As published by Deadline Detroit Business
My bills are all due and the baby needs shoes and I’m busted
Cotton is down to a quarter a pound, but I’m busted
I got a cow that went dry and a hen that won’t lay
A big stack of bills that gets bigger each day
The county’s gonna haul my belongings away cause I’m busted. — “Busted” by Ray Charles
That tune sounds familiar.
Lincoln Park joins the exclusive club of Michigan city’s being operated by an emergency manager.
Michigan Gov. Rick Snyder appointed one after the struggling city rejected an agreement to bring its finances under control, Chris Christoff of Boomberg News reports. It’s the fifth city to operate under an emergency manager in Michigan. Three school districts in the state are also run by emergency managers.

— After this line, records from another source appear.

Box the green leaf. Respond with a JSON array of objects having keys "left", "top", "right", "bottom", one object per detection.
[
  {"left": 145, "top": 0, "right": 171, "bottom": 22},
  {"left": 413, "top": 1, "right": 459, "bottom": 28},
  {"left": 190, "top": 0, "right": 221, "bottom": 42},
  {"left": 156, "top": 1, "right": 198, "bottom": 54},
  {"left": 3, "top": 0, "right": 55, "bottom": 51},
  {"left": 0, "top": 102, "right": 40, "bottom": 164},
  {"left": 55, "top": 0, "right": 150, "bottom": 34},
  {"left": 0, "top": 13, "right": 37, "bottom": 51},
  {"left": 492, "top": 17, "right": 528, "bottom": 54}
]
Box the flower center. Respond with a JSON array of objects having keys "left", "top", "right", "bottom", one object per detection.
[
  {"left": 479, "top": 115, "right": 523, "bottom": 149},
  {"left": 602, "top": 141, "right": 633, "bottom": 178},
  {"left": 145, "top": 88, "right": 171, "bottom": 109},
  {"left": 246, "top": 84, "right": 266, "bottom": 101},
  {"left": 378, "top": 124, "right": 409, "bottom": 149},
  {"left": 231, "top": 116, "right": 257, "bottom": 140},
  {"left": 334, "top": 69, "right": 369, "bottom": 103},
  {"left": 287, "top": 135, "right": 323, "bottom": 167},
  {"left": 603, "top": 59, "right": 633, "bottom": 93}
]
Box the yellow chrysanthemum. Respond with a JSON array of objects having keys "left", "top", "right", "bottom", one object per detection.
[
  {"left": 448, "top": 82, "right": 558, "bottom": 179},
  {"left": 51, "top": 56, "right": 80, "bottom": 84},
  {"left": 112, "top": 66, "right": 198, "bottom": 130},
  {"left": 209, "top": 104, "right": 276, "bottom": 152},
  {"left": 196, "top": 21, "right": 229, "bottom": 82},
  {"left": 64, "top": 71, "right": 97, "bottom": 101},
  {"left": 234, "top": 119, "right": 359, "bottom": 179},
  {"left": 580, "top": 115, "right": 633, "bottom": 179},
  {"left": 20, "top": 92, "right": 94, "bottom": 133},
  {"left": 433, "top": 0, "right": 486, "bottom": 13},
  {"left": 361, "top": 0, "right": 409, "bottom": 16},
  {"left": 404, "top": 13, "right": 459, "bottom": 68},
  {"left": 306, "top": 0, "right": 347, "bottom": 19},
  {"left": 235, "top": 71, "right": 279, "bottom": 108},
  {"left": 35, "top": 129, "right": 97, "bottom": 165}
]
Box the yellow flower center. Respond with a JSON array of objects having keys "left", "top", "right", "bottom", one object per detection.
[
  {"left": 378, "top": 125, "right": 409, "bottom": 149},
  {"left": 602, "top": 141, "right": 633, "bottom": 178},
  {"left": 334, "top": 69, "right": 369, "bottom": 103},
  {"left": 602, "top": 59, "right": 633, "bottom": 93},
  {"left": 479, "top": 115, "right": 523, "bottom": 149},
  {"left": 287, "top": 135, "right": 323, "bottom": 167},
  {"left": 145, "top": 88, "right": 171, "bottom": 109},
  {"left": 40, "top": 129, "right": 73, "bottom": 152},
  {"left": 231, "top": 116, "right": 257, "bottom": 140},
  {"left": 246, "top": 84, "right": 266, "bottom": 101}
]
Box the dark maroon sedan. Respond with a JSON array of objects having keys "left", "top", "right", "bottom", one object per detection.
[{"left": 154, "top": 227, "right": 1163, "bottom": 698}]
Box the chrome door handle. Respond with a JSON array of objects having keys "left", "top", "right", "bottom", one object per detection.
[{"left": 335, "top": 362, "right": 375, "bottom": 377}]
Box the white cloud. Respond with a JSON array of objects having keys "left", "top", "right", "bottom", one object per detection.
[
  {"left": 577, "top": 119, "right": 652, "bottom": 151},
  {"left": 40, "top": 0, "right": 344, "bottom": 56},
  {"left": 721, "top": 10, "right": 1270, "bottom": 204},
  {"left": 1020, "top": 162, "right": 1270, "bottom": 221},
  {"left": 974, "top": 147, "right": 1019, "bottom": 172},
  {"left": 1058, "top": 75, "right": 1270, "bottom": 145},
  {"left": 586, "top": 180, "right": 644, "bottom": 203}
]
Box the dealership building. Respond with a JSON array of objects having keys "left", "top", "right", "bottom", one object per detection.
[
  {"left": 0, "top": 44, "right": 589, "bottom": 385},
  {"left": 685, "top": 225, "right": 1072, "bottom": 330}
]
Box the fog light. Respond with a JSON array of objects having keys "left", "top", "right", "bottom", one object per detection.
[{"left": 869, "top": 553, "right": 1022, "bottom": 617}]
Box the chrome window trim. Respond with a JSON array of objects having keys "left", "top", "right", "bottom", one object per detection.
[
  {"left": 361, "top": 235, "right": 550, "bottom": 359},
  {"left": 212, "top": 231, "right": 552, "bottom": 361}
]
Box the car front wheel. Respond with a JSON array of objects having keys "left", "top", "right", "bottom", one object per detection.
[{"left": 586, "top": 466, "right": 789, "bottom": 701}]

Bloomberg reports that the EM will be Brad Coulter, a Detroit-area finance consultant, will oversee the city of 37,000. He is an independent contractor for O’Keefe & Associates, a turnaround consultant in Bloomfield Hills.
Bloomberg writes:
The city diverted $2.5 million from water and sewer funds to prop up pensions in fiscal 2013, according to an April state report. The pensions were only 28 percent and 34.6 percent funded, and retirement health care was underfunded by more than $100 million,
according to the report. Standard & Poor’s in December cut the city’s debt rating seven steps to two levels below investment grade.